A partire dal secolo VIII la “repubblica” di san Pietro non è solo lo “Stato dei Papi” ma anche, e soprattutto, un’entità politica autonoma, dotata di proprie strutture di governo, di un popolo peculiare e di un territorio che sarebbe servito, anche nelle mutate circostanze dei secoli successivi, come garanzia della libertà della Chiesa nello svolgimento della sua missione evangelizzatrice, indipendentemente dall’estensione del territorio sotto la sua giurisdizione.

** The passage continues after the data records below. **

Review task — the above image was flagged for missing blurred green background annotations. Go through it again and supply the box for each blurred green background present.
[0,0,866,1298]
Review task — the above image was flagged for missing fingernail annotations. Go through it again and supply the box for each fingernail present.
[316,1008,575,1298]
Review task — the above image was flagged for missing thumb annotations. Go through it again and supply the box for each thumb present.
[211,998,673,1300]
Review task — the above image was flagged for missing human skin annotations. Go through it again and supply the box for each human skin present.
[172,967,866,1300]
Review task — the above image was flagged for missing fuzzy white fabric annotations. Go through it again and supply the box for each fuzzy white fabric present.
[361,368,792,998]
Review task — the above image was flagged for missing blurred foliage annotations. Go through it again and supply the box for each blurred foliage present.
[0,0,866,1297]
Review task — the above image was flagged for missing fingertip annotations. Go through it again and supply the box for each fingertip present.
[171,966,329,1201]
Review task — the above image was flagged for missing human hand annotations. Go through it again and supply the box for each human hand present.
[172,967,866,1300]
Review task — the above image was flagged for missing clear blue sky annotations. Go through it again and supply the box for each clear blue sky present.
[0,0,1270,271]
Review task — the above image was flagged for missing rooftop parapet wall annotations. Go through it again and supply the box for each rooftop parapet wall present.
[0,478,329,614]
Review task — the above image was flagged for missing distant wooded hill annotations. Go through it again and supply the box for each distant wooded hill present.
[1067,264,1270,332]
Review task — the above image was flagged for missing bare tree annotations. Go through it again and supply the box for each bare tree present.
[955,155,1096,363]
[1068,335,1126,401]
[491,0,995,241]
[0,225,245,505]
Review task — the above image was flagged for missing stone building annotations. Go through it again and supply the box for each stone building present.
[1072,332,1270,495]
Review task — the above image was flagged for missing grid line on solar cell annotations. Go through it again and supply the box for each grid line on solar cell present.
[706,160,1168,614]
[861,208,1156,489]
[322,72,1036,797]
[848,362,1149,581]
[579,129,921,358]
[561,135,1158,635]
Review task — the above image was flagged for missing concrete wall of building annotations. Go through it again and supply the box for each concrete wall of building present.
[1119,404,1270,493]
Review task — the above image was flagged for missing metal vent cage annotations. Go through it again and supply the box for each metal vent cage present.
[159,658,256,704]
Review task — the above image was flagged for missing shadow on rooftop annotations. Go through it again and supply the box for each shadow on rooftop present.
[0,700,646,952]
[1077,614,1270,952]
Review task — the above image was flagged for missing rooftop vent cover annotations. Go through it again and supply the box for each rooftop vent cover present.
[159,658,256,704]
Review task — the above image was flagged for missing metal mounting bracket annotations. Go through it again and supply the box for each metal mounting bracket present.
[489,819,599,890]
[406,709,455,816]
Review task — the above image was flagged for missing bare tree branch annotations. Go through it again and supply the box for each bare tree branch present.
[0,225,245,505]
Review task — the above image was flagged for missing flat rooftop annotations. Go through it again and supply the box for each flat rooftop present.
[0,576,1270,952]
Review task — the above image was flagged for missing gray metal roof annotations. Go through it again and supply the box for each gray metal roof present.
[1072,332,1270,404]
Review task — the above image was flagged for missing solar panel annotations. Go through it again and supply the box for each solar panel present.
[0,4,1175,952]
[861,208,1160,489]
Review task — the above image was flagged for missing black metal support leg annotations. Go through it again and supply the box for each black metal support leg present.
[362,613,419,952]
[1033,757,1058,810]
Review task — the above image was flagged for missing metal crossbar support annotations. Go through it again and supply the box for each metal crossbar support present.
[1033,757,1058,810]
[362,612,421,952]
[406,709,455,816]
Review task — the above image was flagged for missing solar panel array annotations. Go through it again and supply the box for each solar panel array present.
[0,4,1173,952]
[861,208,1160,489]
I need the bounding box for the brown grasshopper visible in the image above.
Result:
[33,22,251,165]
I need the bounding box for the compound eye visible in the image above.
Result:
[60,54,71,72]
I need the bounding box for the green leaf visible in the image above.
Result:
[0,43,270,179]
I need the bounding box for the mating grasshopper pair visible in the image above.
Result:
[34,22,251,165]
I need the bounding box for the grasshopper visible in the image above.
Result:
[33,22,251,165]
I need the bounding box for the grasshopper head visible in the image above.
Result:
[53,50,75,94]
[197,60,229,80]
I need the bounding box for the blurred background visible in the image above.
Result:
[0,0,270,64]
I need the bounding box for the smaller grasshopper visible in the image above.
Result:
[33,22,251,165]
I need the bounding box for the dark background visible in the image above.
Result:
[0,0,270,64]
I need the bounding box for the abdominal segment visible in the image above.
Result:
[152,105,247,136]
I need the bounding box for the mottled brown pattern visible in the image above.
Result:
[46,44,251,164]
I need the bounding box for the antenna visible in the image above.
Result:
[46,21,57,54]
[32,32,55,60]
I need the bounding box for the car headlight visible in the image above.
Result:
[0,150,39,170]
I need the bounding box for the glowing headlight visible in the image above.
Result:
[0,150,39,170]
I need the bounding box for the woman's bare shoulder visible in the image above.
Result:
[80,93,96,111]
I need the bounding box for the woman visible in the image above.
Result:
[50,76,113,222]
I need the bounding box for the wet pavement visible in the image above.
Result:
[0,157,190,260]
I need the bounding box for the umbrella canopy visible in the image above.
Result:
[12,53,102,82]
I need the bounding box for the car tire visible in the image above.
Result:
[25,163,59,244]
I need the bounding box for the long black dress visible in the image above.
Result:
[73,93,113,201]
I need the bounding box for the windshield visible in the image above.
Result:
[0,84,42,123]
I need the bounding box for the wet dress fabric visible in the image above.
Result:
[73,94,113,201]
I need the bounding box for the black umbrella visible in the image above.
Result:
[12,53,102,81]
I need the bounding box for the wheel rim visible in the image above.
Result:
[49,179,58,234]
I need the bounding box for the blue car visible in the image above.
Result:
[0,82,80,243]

Per approfondire: vedi don Louis Duchesne (1843-1922), I primi tempi dello Stato pontificio, 1898, trad. it., con un’introduzione di Giovanni Miccoli, Einaudi, Torino 1967; Thomas F. X. Noble, La Repubblica di San Pietro. Nascita dello Stato pontificio (680-825), 1984, trad. it., ECIG, Genova 1998; per un inquadramento del periodo, vedi Longobardi e bizantini, vol. I della Storia d’Italia diretta da Giuseppe Galasso, UTET, Torino 1980.